Acute Myocardial Infarction due to Coronary Artery Embolism in a Patient with a Tissue Aortic Valve Replacement

Acute Myocardial Infarction due to Coronary Artery Embolism in a Patient with a Tissue Aortic Valve Replacement


Joel T Levis, MD, PhD, FACEP, FAAEM; Geoffrey Schultz, MD; Philip C Lee, MD, FACC

Summer 2011 - Volume 15 Number 3


Acute occlusive embolism to the coronary arteries resulting in acute myocardial infarction (AMI) is an uncommon occurrence. Although cases of patients with mechanical prosthetic heart valves resulting in this phenomenon have been reported in the setting of inadequate anticoagulation, reported cases resulting years after tissue aortic valve replacement (AVR) are rare. We report the case of a 50-year-old man who underwent a tissue AVR four years earlier and presented to the Emergency Department (ED) with an ST-segment elevation myocardial infarction.
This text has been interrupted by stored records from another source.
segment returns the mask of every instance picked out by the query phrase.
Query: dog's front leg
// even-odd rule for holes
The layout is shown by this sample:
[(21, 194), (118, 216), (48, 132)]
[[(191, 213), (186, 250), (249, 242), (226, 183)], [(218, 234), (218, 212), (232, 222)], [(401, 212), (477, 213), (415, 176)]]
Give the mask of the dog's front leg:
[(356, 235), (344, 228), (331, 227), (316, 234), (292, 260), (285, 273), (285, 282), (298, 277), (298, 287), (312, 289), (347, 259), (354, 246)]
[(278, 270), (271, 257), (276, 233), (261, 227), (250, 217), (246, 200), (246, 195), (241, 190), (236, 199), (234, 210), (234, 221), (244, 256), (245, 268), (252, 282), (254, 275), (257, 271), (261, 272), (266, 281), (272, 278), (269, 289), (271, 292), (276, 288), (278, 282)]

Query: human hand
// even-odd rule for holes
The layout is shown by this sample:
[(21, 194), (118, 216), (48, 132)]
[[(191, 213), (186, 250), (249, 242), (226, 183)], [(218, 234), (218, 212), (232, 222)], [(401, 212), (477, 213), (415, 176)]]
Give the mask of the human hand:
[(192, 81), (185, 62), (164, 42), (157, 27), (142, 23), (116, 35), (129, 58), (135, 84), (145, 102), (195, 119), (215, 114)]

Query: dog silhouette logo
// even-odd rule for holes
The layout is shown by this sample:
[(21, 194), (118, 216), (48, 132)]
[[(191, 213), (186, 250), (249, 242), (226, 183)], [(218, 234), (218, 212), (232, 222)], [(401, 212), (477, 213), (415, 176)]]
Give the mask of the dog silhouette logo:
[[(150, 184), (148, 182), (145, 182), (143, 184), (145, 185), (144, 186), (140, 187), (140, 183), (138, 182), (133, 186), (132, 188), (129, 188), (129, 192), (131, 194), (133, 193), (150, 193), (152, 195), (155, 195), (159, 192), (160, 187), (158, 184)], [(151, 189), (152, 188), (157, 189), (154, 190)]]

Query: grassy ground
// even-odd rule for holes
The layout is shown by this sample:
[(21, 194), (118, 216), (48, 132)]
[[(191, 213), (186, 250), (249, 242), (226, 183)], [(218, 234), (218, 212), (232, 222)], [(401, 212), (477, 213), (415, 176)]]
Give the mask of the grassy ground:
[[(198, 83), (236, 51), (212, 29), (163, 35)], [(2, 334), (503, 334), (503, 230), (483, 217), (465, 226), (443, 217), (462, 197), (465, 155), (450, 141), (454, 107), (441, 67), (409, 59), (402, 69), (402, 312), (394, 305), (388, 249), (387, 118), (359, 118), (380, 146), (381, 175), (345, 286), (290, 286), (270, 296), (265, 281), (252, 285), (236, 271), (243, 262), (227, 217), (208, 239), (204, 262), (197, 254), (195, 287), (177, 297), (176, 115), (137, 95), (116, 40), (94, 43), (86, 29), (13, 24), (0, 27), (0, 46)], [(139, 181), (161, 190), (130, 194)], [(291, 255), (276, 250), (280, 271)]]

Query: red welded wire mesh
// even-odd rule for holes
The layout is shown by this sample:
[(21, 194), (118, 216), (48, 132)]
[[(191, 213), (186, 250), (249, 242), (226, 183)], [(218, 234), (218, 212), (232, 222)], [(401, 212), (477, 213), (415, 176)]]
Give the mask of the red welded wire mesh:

ED door-to-balloon time was delayed (at 115 minutes) because of pre-existing left bundle branch block on electrocardiogram. Emergent coronary angiography demonstrated complete occlusion of the left anterior descending coronary artery by a coronary embolus. The patient was successfully treated with percutaneous transluminal coronary angioplasty and aspiration thrombectomy, and subsequently underwent a transesophageal echocardiogram demonstrating thrombus on the tissue aortic valve prosthesis. This case demonstrates that coronary embolism resulting in AMI, while rare, can occur in patients years after tissue AVR surgery.

Case Report

A 50-year-old man who underwent a tissue aortic valve replacement (AVR) (23 mm Magna pericardial tissue heart valve) four years earlier for bicuspid aortic valve and aortic stenosis, presented to the Emergency Department (ED) complaining of sudden onset chest discomfort with radiation to his left arm. The discomfort began 20 minutes before arrival in the ED while he was lifting heavy weights. Medical history was notable for a coronary angiogram immediately prior to his AVR without significant coronary artery disease, paroxysmal atrial fibrillation prior to surgery that was treated with a MAZE procedure at the time of AVR (without recurrence of atrial fibrillation), hypertension, and gout. His medications included losartan and allopurinol (but not aspirin for unclear reasons).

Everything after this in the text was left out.